Norma

Martin Belou, Nicolas Bourthoumieux, Aline Bouvy, David de Tscharner, Cristina Garrido, Maria Gil Uldemolins, Julie Kern Donck, Alberto Scodro, Michael Van den Abeele, Adrien Vescovi, Sophie Whettnall. Proposé par Maud Salembier/LaSpore
Maison Pelgrims
rue de Parme 69
1060 Saint Gilles
06-09
– 29-09-2018
Vernissage le mercredi 5 septembre 2018 de 18h à 21h.
Finissage le samedi 29 septembre de 14h à 18h.
Ouvert du lundi au jeudi de 14h à 16h et le samedi et dimanche de 14h à 18h, ou sur rendez-vous (+32 489 55 00 10).

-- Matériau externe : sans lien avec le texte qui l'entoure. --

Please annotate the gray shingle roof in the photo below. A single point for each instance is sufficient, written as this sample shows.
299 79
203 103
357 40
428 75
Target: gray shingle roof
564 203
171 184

Visites guidées de 14h à 18h tous les samedis et dimanches durant l’exposition.

La Maison Pelgrims est une magnifique maison du début du 20ème siècle alliant divers styles architecturaux remis au goût du jour à cette époque. Le titre de l’exposition, NORMA, s’inspire de Norma Desmond, le personnage principal de Boulevard du crépuscule, de Billy Wilder. Cette ancienne star du cinéma muet est confinée dans sa grande demeure et le décor du film de Wilder, de style éclectique, fait écho à la personnalité de Norma. La maison Pelgrims semble également perdue dans des souvenirs mégalomaniaques, et être une dame âgée aux multiples personnalités qui tente de résister au temps, magnifique et orgueilleuse, hantée par sa grandeur passée. Une étoile déchue, à la fois tragique et bouleversante. Comme elle, elle est élégamment poussiéreuse et désuète, habitée par un esprit qui nous parle d’une autre époque, fastueuse et coquette.

Lorsqu’on parcourt les salles de la maison, on est frappé par le Genius Loci qui s’en dégage ; le parquet, très caractéristique, grince, il psalmodie de manière lancinante. La peau de la maison, ses murs, sont recouverts d’étoffes somptueuses semblant étouffer sous une plaque de bois qui les protège et les cache. Çà et là, elle suinte un peu, des infiltrations dessinent des méandres foncés qui se mêlent aux ombres des arbres, et de minces filets d’air la traversent. La maison parle, respire, souffle, bouge, vit par ses failles, à la fois belles et destructrices. Luxe et mélancolie se côtoient dans ces lieux dont on ressent intimement le cœur battre.

Une maison est un réceptacle d’intimités, elle parle des vies qui l’ont habité et de leur finitude alors qu’elle reste debout et défie le temps. L’exposition Norma part d’une réflexion qui s’articule autour du désir de vie comme essence des êtres et des choses, que ce soient des objets, des plantes, des matières, des motifs. De leur rapport au temps, de leur finitude comme de leur éternel devenir.